Companies often need to downsize themselves to be lean and compete better against stiff competition. The idea is to make a more productive company incur lesser costs. There are mainly two major ways to downsize, known as Retrenchment and Restructuring.
In the early 20th century, battles in World War I, occurred in series of parallel trenches. If an attacking army forced the enemy to abandon a trench, the defenders used to move back to the next trench. The handy adjustments were far more preferable to losing the battle completely. Retrenchment, a popular business strategy now, owes its origin to this trench warfare. Firms that follow retrenchment strategy generally shrink one or more business units.
Retrenchment is accompanied often by laying off employees. This reduces the overall cost of management and provides a better way to manage the employees more productively. This type of strategy is best applicable to a saturated and low margin market such as groceries where retailers look to add non-food merchandise to their stocks to improve the bottom line.
Some better and more effective strategies are needed for some firms to survive and become successful in the future. Divestment means selling off a portion of the firm’s operations. Sometimes, divestment usually reverses a forward vertical integration strategy, such as in the case where Ford sold Hertz. Divestment can also lead to reverse backward vertical integration.
General Motors (GM), once turned their parts supplier, called Delphi Automotive Systems Corporation, from the original GM subsidiary into a newly formed and independent firm.

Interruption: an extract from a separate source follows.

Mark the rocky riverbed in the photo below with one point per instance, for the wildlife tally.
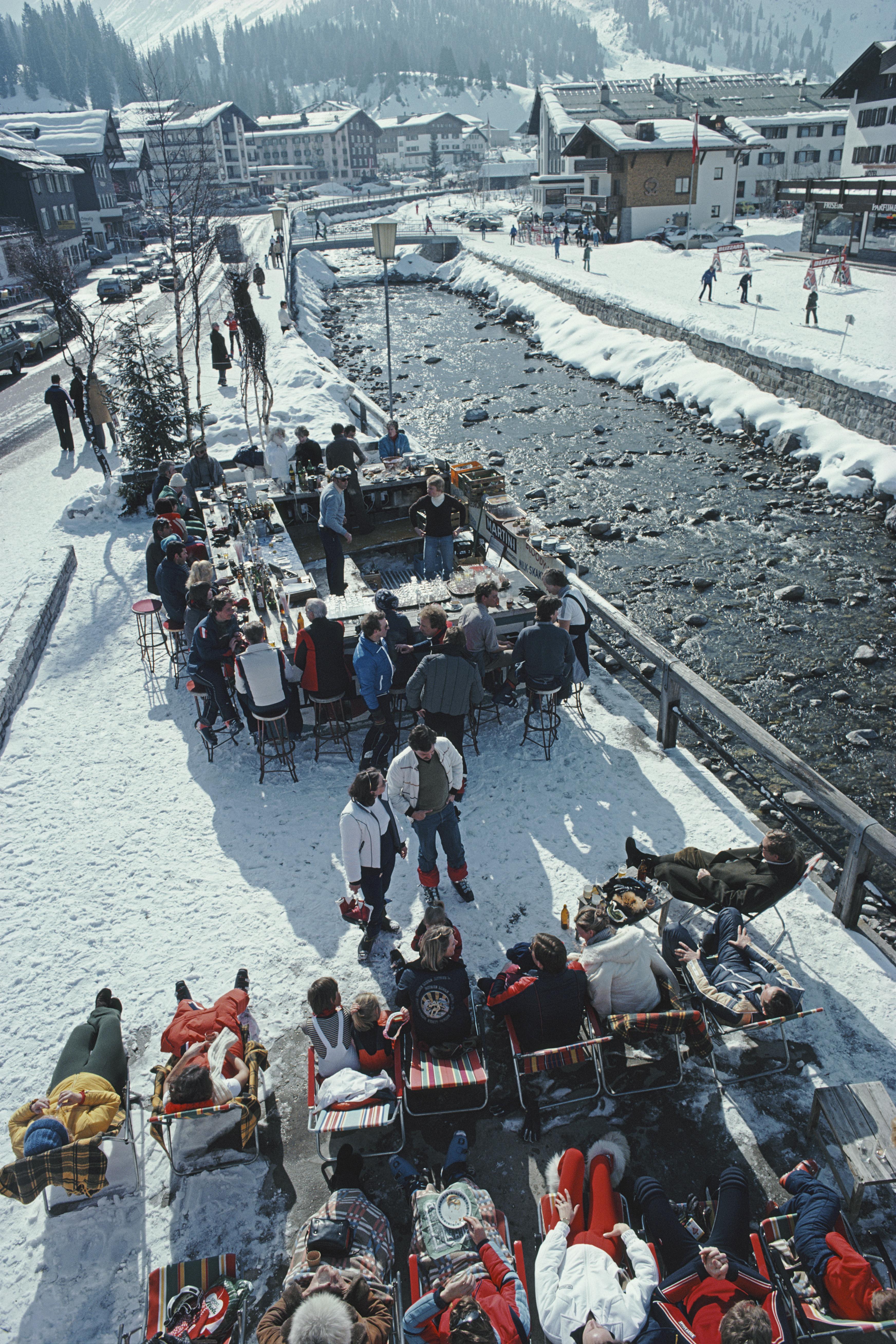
(723, 548)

This was done via a spin-off, which includes creating a completely new company the stock of which is owned by investors. This often accompanies stock splits for large companies.
Divestment can also help the company to undo diversification strategies. Firms that have engaged in unrelated diversification find the diversification strategies more useful. Investors, however, often find it complex to understand the process of diversified firms, and this can result in relatively poor performance by the stocks of such firms. This is called diversification discount.
Executives sometimes break up diversified companies to derive the stock value. Sometimes, the operations of a firm have no value at all. When sale of a part of business is not possible, the best option may be liquidation. In liquidation, the parts that generate no value are simply shut down, often at a tremendous financial loss.
GM has liquidated its Geo, Saturn, Oldsmobile, and Pontiac brands. Such moves are painful as large portions of investments have to be written off, but becoming “leaner and meaner” may at least save the company from becoming obsolete.